While creating links to outside sites is (hopefully) unambiguous; e.g. [link http://google.com 'link to google'], there are choices to be made if you're linking to other pages within SERC websites. Here are some guidelines:

  1. When linking between pages in the same module (whose urls only differ after the last /) just use the last bit of the url of the targetted page: [link page2.html 'link to page 2']
  2. When linking to an existing page that's on the SERC server but part of a separate project, build the link from the 'server root' starting with a '/': [link /introgeo/models/index.html 'Starting Point Models']
  3. When linking to a page within the same project you might want to link to the development version of the page: [link /dev/introgeo/models/index.html 'Starting Point Models']. Presumably if you're working on a dev page it makes more sense for your links to point to the other dev pages, rather than the live ones so you can test drive the dev site and really see how all the links will work. Happily when you make a page live all links will automatically have /dev removed so that your live page links will point to their live counterparts.

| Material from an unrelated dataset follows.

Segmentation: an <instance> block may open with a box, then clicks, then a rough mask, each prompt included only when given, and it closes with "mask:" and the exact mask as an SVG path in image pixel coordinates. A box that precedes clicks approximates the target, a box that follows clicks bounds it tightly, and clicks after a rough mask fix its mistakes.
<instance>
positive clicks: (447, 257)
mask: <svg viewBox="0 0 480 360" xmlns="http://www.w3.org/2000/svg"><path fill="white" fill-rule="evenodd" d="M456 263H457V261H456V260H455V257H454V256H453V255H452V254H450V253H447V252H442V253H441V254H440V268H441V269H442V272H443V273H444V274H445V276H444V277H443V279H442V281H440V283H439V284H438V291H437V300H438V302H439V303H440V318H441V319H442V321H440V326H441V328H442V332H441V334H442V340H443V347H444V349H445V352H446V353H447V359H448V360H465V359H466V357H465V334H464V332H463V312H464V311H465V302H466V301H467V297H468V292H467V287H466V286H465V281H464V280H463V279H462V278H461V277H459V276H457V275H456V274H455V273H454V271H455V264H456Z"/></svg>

  4. You can link to locations within a specific page using an anchor syntax (familiar to those html aficionados among you): [link #midpage 'Jump to mid-page']. This is dependent on the existence of an anchor with appropriate name being added to the appropriate point on the page. In this case [anchor 'midpage'] would do the trick. In addition to linking to locations in the current page, you can point to (previously marked) locations on other pages by adding a # followed by the name of the anchor to the end of the normal link url for that page.
  5. Avoid using the entire address for links to SERC pages: [link http://serc.carleton.edu/introgeo/models/index.html 'Starting Point Models']. While it will work it's unnecessary and can lead to some confusion (for reasons we won't get into here). Use the format in bullet 2 above.

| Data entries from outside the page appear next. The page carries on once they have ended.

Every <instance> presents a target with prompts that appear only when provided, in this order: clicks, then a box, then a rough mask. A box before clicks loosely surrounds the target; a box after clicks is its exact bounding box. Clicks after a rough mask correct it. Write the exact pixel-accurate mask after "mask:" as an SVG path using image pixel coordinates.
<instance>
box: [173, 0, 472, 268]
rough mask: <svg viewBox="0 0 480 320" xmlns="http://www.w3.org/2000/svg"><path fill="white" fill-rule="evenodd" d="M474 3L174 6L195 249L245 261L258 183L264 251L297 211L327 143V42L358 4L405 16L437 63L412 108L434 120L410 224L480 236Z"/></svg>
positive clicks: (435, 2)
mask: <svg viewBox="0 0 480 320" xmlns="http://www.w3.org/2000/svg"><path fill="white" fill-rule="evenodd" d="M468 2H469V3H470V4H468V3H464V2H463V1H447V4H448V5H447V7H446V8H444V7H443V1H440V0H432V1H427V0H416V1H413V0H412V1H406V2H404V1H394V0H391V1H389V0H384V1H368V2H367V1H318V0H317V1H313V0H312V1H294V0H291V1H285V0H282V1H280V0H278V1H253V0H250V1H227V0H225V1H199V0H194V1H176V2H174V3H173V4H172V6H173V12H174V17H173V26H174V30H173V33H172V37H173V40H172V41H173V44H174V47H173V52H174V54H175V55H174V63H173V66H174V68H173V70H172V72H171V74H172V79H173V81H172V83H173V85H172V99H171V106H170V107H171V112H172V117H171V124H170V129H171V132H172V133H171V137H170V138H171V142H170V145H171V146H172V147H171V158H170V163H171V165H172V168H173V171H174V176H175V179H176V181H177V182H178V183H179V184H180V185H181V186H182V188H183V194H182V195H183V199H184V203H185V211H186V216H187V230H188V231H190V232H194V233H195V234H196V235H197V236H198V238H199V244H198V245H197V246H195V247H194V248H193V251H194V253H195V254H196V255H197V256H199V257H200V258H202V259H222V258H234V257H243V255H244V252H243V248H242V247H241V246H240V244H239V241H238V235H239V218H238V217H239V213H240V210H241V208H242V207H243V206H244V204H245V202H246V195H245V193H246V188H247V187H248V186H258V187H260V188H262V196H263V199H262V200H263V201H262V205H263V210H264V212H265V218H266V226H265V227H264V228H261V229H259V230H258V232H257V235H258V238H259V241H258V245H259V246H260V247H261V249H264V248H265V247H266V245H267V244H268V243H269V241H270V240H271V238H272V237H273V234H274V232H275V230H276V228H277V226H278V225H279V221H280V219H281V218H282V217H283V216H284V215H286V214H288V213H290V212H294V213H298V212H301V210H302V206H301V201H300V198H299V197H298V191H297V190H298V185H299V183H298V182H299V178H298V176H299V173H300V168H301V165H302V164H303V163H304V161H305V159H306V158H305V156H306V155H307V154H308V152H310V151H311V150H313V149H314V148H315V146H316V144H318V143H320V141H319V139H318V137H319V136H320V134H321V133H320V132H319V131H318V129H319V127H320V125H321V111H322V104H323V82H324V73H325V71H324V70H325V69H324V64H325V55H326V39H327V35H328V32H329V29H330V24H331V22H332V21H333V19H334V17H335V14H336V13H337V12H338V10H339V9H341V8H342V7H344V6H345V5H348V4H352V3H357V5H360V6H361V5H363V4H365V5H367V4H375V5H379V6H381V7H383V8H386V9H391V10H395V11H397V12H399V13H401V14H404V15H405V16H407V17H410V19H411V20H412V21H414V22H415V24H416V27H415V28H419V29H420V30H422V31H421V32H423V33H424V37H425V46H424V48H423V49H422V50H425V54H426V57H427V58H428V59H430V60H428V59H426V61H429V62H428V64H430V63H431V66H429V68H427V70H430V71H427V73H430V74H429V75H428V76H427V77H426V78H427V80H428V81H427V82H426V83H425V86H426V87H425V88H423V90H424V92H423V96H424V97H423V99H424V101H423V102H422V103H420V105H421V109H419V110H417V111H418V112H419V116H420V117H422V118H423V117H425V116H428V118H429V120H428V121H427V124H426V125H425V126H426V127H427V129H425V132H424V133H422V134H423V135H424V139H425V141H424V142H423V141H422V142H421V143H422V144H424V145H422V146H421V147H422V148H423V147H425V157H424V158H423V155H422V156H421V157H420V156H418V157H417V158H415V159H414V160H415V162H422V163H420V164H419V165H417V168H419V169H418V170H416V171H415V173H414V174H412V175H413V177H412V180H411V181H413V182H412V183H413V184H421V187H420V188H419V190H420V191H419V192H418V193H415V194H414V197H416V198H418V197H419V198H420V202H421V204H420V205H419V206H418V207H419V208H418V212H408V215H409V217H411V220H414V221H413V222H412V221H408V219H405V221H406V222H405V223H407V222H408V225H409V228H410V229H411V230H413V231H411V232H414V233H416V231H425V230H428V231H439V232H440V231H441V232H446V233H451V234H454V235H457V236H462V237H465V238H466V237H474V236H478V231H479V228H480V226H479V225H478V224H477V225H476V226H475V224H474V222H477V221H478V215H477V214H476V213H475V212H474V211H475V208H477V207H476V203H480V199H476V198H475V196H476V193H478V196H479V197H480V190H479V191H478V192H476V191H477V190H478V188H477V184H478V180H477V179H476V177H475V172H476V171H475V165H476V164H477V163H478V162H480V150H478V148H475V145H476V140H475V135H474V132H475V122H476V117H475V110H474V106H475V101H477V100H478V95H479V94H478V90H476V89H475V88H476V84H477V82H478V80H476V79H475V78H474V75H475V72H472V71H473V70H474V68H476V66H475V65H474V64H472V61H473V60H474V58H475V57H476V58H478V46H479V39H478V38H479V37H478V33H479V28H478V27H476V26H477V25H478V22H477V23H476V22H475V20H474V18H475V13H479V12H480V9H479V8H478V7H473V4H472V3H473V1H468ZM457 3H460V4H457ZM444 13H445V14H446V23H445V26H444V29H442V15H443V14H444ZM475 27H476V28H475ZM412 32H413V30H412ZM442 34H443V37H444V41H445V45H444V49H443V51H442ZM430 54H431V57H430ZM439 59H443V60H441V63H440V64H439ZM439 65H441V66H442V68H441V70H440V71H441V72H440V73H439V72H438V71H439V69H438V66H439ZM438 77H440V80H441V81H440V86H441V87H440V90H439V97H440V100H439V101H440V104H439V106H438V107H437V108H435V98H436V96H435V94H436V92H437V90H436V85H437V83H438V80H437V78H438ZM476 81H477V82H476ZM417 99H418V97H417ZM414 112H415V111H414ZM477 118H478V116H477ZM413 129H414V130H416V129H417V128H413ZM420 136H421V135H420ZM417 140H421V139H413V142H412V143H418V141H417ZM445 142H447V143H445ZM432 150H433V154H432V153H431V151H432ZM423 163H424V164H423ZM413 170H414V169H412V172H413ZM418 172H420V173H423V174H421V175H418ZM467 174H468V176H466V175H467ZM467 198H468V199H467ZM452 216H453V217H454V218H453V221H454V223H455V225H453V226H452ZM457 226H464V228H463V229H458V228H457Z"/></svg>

It's also possible, when you just want a click link to an outside website, to use the simple syntax [url] like this [http://google.com]. This will make a link whose text is the url itself: http://google.com

The [hidden 'text'] tag, and it's counter part [end hidden] are used to surround text that we'd like to have hidden except when the user explicitly wants to see it. It creates a single link labelled 'show text' (where the word text is replaced with whatever 'text' you put between the single quotes in the starting tag). When the link is clicked it expands to reveal everything between the hidden tags as well as a link to hide the material again.